There are 4 Retrieval modes to choose from when using LlamaCloud for retrieval:

  • chunks
  • files_via_metadata
  • files_via_content
  • auto_routed

This mode can be specified via the retrieval_mode parameter on the LlamaCloudIndex.as_retriever instance method. The playground UI can also be configured to use each of these retrieval modes.

The following sections describe each mode in further detail.

chunks mode

What does it do?

When using this mode, retrieval queries will be fullfilled by finding semantically similar chunks from the documents that have been ingested into the index.
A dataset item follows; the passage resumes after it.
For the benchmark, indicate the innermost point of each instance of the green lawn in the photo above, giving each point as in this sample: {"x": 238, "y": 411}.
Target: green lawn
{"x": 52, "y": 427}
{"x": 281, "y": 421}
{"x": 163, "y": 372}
This is done by embedding the retrieval query, and then searching within the connected data sink for document chunks whose embeddings are a short distance away from this query embedding.

When to use it?

When you want to retrieve specific pieces of information from a large dataset, chunks mode is ideal. In particular, fact finding queries about specific sections about a document would be well suited for this retrieval mode.

files_via_metadata mode

What does it do?

In files_via_metadata mode, the retrieval process focuses on selecting files based on their metadata attributes. This mode leverages a language model to evaluate the relevance of file metadata to the query. The metadata can include file names, resource information, and custom metadata tags. The selected files are then processed to retrieve the relevant documents.

When to use it?

Use files_via_metadata mode when your query is expected to match specific metadata attributes of files. This is particularly useful for queries that involve identifying files by their names or other metadata tags, such as when you need to retrieve documents based on specific file properties or when the metadata provides a clear indication of relevance to the query.

files_via_content mode

What does it do?

The files_via_content mode retrieves files by analyzing the content within the files. It ranks document chunks based on their relevance to the query and selects files accordingly. This mode is designed to understand and process the actual content of the files in their entirety, making it suitable for queries that require summarization of the document's text.

When to use it?

Choose files_via_content mode when your query requires a holistic analysis of the file's content. This mode is ideal for summarization queries where the file that needs to be summarized is not known beforehand.

auto_routed mode

What does it do?

The auto_routed mode is a superset of the other retrieval modes, designed to automatically select the most appropriate retrieval strategy based on the query. It leverages a language model to evaluate the query and determine whether to use chunks, files_via_metadata, or files_via_content mode. This dynamic selection process ensures that the retrieval method aligns with the query's requirements, optimizing the retrieval process.

When to use it?

Use auto_routed mode when the nature of the query is not predetermined, or when you want the system to intelligently choose the best retrieval strategy. This mode is particularly useful in scenarios where queries can vary widely in their requirements, such as a mix of fact-finding, summarization, and metadata-based queries. By automatically routing the query to the most suitable retriever, auto_routed mode provides a more flexible retrieval solution.